Hi len, and welcome to art forum...If you want to carve Sphagnum Moss ,its done with a rotary tool, ( Dremel )or similar...you put a small ball shaped bit in tool ,and push into the wood at different depths, they use the same technique for trees & bushes on relief carvings....mark.
 
fortunately some people on this forum actually know something, thank you Mark, I'm sure you answered the question he meant :)

I'm always thinking "out of the box" and sometimes off the planet!
 
fortunately some people on this forum actually know something, thank you Mark, I'm sure you answered the question he meant :)

I'm always thinking "out of the box" and sometimes off the planet!

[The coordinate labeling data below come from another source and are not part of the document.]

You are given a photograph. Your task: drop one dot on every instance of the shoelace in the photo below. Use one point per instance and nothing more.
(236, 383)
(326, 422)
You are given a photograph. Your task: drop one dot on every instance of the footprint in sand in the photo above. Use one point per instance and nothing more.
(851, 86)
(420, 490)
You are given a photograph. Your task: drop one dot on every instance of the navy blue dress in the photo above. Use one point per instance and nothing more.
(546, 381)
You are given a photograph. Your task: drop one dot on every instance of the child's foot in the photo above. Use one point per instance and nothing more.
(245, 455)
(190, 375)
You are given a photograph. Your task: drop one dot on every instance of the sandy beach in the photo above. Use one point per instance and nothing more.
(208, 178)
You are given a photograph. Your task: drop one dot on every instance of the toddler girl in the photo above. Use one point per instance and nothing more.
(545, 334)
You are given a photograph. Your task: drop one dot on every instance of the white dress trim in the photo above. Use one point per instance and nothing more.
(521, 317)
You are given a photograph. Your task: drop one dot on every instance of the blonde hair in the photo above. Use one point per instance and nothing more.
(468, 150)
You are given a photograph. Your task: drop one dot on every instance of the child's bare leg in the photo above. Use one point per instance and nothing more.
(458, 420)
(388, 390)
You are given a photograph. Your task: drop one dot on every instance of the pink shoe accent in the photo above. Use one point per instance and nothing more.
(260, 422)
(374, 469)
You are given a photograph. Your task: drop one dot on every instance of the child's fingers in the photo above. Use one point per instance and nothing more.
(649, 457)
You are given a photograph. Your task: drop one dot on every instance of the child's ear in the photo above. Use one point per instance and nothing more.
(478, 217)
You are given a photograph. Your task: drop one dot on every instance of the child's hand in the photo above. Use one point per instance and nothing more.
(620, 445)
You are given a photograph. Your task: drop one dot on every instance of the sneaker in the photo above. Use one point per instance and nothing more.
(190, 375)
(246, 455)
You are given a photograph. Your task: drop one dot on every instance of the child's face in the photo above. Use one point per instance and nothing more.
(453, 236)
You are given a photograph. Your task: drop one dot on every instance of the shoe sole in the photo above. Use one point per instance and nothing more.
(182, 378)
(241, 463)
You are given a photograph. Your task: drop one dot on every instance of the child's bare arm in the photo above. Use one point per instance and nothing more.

Make that two of us 'off the planet.' I just couldn't figure out how or why someone would want to carve something so fragile as moss. I never would have thought about freezing it first. In any case it was quite a surprise when I saw that I'd completely misunderstood the question!
 
OH MY GOD, I am SOOOOOOOOOOOOOOOo SLOW! Carve something to look like moss, not take a lump of moss and carve into it. Not just off the planet, I think I've popped into the neighbours' solar system.
 
In competitive bird carving contests here in the U.S., at least at the higher levels of competitions, all habitat materials accompanying the bird are to be made by the carver. So, if the branch or rock or whatever has lichen/moss, it should be made by the carver. To see an excellent example of this in a carving, take a look the Ruffed Grouse carving by champion Canadian carver Pat Godin at "Birch Lake" Ruffed Grouse. I don't know if Pat carved the moss or not, but I know some carvers use extrtemely fine diamond carving points in rotary handpiece tools to repeatly "jab" perpendiculary into the wood surface to get a mossy look.

If you go to my web site (Feather By Feather Bird Carvings) and look at the Gallery 1 page, you'll see my carving of a Winter Wren on a ground habitat. I made the moss out of texture paste, using an old wire brush to texture the surface as it set up so that it looked like a soft moss covering the ground. You can also see my attempt at lichens if you look closely at the small branches in front of the bird. The lichens were made from two part epoxy. The leaf was made from craft paper painted with layers of acyrilic paint and is really quite strong.

I am trying to come up with a good method to make the "Spanish Moss" lichen for a carving of a Carolina Chickadee on a branch covered with it, but have not been successful getting it the length I want.